Entretemps, je suis resté dans le monde du cinéma. J’ai tourné des courts métrages, fait la comédienne… Si, à vingt-cinq ans, j’ai fait A la folie très vite, j’ai ensuite rencontré beaucoup plus de difficulté à trouver une idée originale. Celle de Mes Stars. En clair, tout ce qui me venait à l’esprit me ramenait à A la folie, à la même thématique, aux mêmes séquences… Deux ans durant, jeune et inexpérimentée, j’ai tourné en rond ! Maintenant, quand je vois Mes Stars, je me rends à l’évidence des points communs avec A la folie, particulièrement le sujet de l’obsession. Mais, au-delà d’un thème partagé, les traitements n’ont rien à voir.
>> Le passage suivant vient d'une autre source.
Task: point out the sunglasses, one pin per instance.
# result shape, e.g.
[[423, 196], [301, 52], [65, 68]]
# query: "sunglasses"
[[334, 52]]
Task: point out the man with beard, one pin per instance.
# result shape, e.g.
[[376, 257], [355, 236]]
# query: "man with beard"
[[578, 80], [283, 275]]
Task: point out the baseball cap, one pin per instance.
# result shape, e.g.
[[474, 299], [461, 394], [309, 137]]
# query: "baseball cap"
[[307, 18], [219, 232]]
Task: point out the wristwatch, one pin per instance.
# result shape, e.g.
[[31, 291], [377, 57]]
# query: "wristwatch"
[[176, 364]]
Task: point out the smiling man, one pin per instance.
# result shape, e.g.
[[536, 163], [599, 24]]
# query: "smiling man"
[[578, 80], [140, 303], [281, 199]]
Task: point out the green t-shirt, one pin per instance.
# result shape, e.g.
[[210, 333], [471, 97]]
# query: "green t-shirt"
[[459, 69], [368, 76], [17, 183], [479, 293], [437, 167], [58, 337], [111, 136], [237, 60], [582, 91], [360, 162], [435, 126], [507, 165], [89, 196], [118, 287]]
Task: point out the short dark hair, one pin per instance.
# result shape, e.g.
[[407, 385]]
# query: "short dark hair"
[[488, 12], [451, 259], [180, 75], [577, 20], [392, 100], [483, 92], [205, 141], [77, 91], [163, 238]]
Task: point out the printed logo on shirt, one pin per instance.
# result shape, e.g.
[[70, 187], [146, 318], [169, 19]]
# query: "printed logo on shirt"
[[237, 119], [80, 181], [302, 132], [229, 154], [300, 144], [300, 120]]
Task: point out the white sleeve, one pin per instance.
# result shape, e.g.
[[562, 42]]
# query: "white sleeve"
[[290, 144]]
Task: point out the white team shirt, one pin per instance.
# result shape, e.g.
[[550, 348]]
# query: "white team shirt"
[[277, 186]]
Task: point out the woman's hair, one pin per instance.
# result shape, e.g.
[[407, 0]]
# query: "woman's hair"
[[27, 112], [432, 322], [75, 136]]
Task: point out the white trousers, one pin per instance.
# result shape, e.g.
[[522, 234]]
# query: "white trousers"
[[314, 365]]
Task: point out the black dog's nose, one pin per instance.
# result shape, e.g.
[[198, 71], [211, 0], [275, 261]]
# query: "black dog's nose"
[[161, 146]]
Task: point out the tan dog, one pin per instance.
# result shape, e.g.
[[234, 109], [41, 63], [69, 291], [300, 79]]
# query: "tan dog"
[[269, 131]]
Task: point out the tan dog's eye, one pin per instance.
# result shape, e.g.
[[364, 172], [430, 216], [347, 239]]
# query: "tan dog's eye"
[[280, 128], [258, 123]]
Un genre nouveau pour moi. C’est également pour cette raison que j’ai mis du temps à développer le projet. Jamais, auparavant, je n’avais touché à la comédie. Pas même dans mes courts-métrages ! Et j’avais tous ces personnages qu’il fallait placer dans le récit. Robert d’abord, ses stars ensuite, puis d’autres qui gravitent tout autour… Pas évident à organiser, à structurer un scénario sur ces éléments, trouver un juste équilibre entre les différents protagonistes. Un travail qui m’a demandé du temps, beaucoup de temps.
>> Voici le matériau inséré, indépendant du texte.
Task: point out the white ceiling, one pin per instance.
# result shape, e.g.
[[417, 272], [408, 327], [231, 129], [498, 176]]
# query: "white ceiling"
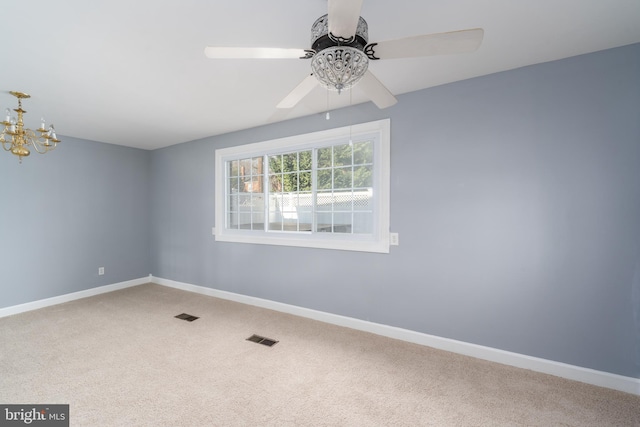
[[133, 72]]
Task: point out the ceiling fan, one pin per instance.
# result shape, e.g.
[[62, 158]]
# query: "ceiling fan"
[[340, 53]]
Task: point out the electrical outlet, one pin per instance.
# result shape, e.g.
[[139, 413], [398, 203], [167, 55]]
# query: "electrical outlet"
[[394, 239]]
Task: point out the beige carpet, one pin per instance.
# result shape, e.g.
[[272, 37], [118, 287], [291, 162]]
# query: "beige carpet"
[[122, 359]]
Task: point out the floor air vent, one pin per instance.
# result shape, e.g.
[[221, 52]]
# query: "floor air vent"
[[187, 317], [262, 340]]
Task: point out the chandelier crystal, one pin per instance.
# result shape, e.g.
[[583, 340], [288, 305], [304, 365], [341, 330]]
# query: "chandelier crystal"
[[339, 67], [16, 139]]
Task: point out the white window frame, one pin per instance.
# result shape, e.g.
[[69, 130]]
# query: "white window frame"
[[379, 131]]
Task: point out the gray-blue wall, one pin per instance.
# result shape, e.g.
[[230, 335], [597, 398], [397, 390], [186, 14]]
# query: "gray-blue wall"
[[517, 200], [65, 213], [516, 196]]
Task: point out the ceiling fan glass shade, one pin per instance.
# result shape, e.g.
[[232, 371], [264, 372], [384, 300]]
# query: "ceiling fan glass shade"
[[339, 67]]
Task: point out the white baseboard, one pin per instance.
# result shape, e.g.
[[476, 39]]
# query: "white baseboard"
[[16, 309], [576, 373]]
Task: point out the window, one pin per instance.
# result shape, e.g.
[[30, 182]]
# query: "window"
[[327, 189]]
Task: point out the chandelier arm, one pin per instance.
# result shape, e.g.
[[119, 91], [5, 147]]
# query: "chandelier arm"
[[39, 143], [20, 138]]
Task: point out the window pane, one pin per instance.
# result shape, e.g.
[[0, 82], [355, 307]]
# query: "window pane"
[[363, 223], [290, 162], [290, 181], [363, 177], [342, 155], [343, 201], [234, 168], [305, 161], [304, 181], [324, 157], [275, 183], [362, 152], [324, 179], [234, 185], [275, 164], [342, 177], [362, 200]]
De plus, la comédie nécessite un travail considérable sur le rythme, les situations, les dialogues. Là où avec le thriller vous savez, sur la base du scénario, quel résultat vous allez obtenir à l’écran, avec la comédie, impossible d’anticiper, d’être assuré de faire mouche.
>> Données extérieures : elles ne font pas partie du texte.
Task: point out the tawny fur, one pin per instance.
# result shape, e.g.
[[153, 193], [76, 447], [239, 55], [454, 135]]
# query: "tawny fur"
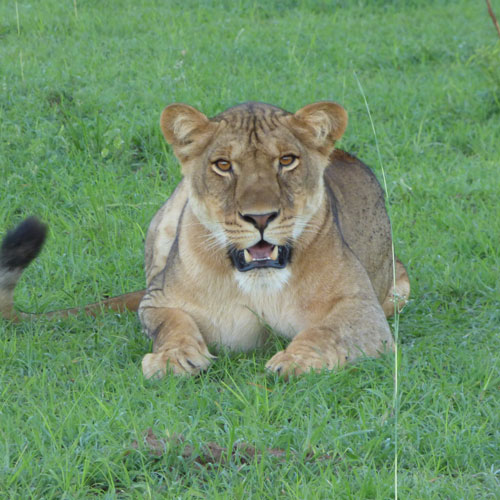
[[333, 297]]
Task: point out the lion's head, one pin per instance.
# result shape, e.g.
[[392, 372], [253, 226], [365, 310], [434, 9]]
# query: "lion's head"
[[255, 175]]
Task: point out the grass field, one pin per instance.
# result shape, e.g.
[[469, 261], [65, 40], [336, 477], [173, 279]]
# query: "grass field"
[[82, 87]]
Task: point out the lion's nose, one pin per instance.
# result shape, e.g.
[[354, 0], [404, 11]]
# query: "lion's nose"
[[260, 221]]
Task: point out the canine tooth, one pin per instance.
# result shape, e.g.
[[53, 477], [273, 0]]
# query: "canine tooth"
[[248, 257]]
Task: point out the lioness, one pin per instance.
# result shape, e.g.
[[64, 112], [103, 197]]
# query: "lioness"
[[270, 225]]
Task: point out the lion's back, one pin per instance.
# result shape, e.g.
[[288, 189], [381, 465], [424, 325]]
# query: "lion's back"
[[362, 216]]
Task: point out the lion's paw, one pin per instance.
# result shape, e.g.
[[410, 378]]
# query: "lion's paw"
[[179, 361], [303, 360]]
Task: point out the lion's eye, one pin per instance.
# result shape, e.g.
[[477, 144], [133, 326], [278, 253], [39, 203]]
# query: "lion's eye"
[[287, 160], [223, 165]]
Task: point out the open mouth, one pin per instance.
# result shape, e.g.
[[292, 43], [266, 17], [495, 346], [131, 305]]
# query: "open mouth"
[[261, 255]]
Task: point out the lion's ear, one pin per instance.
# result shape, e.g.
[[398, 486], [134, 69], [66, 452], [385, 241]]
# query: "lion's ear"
[[324, 122], [186, 129]]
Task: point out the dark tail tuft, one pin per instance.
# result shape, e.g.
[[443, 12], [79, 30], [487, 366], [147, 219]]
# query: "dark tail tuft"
[[22, 244]]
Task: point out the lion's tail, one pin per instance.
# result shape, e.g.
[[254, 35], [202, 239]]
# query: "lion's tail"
[[19, 247]]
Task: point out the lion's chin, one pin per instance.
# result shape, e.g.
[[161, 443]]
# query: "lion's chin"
[[263, 284], [260, 256]]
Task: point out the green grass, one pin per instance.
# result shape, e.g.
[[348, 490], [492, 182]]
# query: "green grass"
[[81, 93]]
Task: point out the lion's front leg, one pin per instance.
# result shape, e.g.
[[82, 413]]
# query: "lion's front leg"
[[351, 330], [178, 345]]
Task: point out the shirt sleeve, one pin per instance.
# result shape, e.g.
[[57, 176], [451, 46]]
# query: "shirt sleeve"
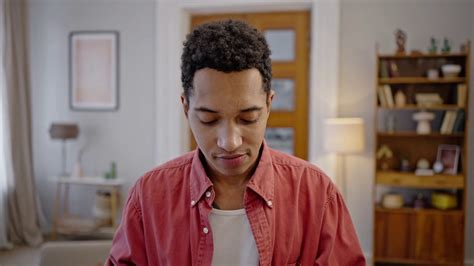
[[128, 246], [339, 244]]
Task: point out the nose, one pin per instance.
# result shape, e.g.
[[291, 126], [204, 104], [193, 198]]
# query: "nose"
[[229, 138]]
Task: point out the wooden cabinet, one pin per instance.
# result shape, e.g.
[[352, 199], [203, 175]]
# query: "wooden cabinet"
[[409, 236], [421, 235]]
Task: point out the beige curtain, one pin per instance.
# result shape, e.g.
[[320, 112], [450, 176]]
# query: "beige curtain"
[[23, 214]]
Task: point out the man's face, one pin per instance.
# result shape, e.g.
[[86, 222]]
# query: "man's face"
[[228, 114]]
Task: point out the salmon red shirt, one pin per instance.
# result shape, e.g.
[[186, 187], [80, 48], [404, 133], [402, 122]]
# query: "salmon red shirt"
[[296, 215]]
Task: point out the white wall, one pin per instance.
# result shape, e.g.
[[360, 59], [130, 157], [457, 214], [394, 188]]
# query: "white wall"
[[125, 136], [363, 24]]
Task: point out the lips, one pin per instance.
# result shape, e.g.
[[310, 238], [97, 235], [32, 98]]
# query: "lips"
[[232, 161]]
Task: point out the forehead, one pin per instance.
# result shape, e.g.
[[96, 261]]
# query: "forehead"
[[221, 90]]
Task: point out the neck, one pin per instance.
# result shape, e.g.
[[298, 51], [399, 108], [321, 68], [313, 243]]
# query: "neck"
[[230, 190]]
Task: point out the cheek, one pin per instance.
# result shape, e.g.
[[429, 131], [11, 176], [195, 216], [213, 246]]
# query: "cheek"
[[203, 134]]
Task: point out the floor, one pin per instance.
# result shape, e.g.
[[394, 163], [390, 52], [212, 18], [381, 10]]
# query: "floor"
[[20, 256]]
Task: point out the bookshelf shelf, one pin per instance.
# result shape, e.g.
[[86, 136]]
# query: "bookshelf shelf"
[[440, 106], [416, 211], [410, 180], [416, 135], [420, 56], [419, 80], [444, 107]]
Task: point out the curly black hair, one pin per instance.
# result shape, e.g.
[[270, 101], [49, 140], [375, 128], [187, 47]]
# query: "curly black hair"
[[226, 46]]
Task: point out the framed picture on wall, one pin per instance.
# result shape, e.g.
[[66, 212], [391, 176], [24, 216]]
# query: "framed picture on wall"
[[93, 70], [448, 155]]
Parce que c’est Monsieur Tout le Monde, quelqu’un que l’on croise dans la rue sans le remarquer, d’humain. Pour avoir travaillé avec lui sur Je vais bien, ne t’en fais pas et La Tête de maman, mon producteur, Christophe Rossignon, m’a garanti que son registre s’étendait au-delà de la comédie pure, qu’il touchait aussi au drame. Pour moi, avant, Kad c’était le comique, le tandem de Kad & Olivier. J’étais loin de me douter de l’intensité, de l’émotion dont il était capable. Après l’avoir découvert dans les deux films produits par Christophe, je l’ai donc rencontré. Deux heures plus tard, j’étais convaincue que je tenais mon Robert. Kad possède cette énorme qualité : il amène sans forcer à l’identification de tous. Indispensable au rôle. Indispensable au film.